Ifosfamide and carboplatin combined with 41.8 degrees C whole-body hyperthermia in patients with refractory sarcoma and malignant teratoma.

ABSTRACT

The purpose of this study was to evaluate the pharmacokinetics, biological interactions, and toxicities of ifosfamide and carboplatin combined with 41.8 degrees C whole-body hyperthermia (WBH) for 1 h in a pilot clinical study. Nineteen patients with refractory sarcoma or malignant teratoma were treated. To obtain baseline pharmacokinetic data for ifosfamide, the first chemotherapy course was given without WBH in six patients. This enabled comparison of systemic toxicity and pharmacokinetics of the drug combination with and without WBH (+/- WBH). All other patients received three thermochemotherapy treatments every 3 weeks. Ifosfamide was escalated from 5 to 10 g/m2 with a fixed carboplatin dose of 480 mg/m2. WBH was induced by extracorporally heated blood (in a hemodialysis apparatus) with general anesthesia.
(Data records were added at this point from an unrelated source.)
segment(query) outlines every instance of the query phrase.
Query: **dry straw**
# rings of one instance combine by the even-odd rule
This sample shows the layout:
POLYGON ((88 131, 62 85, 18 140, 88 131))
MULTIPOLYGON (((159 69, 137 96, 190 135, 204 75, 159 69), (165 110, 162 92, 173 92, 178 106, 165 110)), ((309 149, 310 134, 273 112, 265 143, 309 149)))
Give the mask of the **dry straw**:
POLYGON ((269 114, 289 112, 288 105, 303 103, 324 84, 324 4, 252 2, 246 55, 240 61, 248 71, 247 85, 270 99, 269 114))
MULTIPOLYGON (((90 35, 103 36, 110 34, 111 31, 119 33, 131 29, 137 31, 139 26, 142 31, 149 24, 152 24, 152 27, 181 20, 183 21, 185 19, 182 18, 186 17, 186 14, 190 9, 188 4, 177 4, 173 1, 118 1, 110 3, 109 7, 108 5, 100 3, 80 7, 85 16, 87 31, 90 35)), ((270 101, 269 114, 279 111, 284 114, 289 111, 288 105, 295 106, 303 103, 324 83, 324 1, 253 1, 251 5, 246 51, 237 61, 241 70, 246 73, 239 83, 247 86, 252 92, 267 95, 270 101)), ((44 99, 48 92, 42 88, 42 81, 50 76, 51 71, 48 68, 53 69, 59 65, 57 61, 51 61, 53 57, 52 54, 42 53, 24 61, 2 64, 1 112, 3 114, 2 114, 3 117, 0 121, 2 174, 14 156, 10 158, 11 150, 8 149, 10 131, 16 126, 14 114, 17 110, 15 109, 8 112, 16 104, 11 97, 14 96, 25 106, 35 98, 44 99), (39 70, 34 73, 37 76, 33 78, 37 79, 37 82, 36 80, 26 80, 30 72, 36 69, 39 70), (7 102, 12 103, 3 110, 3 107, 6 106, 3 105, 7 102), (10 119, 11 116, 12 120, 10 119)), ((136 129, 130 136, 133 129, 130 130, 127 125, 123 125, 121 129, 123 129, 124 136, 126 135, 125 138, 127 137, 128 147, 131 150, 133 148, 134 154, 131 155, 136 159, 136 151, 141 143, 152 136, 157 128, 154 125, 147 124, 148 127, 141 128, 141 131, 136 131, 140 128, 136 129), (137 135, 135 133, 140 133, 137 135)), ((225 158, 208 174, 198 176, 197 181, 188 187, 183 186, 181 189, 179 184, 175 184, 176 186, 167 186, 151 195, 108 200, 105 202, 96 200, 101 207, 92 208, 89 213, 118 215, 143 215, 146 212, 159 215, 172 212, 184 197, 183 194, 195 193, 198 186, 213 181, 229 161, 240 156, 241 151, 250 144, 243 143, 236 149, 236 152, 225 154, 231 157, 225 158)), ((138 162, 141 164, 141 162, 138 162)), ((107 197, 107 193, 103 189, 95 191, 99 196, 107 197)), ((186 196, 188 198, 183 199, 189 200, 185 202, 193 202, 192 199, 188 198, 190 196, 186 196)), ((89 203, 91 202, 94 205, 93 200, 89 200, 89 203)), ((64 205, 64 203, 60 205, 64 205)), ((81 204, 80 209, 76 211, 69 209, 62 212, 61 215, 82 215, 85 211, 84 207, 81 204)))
The drugs were given at target temperature. A total of 49 thermochemotherapy treatments was administered. The use of the hemodialysis device resulted in an approximate one-third reduction of blood concentrations of 4-hydroxyifosfamide, one activated intermediate metabolite of ifosfamide and carboplatin, but in an increase of chloroacetaldehyde, the other main ifosfamide metabolite. The WBC counts and the platelet nadirs (up to WBH grade 4) were not significantly different +/- WBH. Of 19 evaluable patients, 7 partial remissions, 8 disease stabilizations (average duration, 3 months), and 4 patients with progressive disease were observed. There was no WBH-related mortality. Toxicities observed included mild (anasarca, diarrhea, pressure sores, and perioral herpes simplex) and severe (reversible neuropathy, cardiopulmonary distress, and severe renal dysfunction). No hepatic or central nervous system toxicity occurred. Nephropathy was the dose-limiting toxicity. In conclusion, ifosfamide and carboplatin can be administered with extracorporally induced WBH with acceptable toxicity. Results obtained are consistent with continued evaluation of this combined modality approach.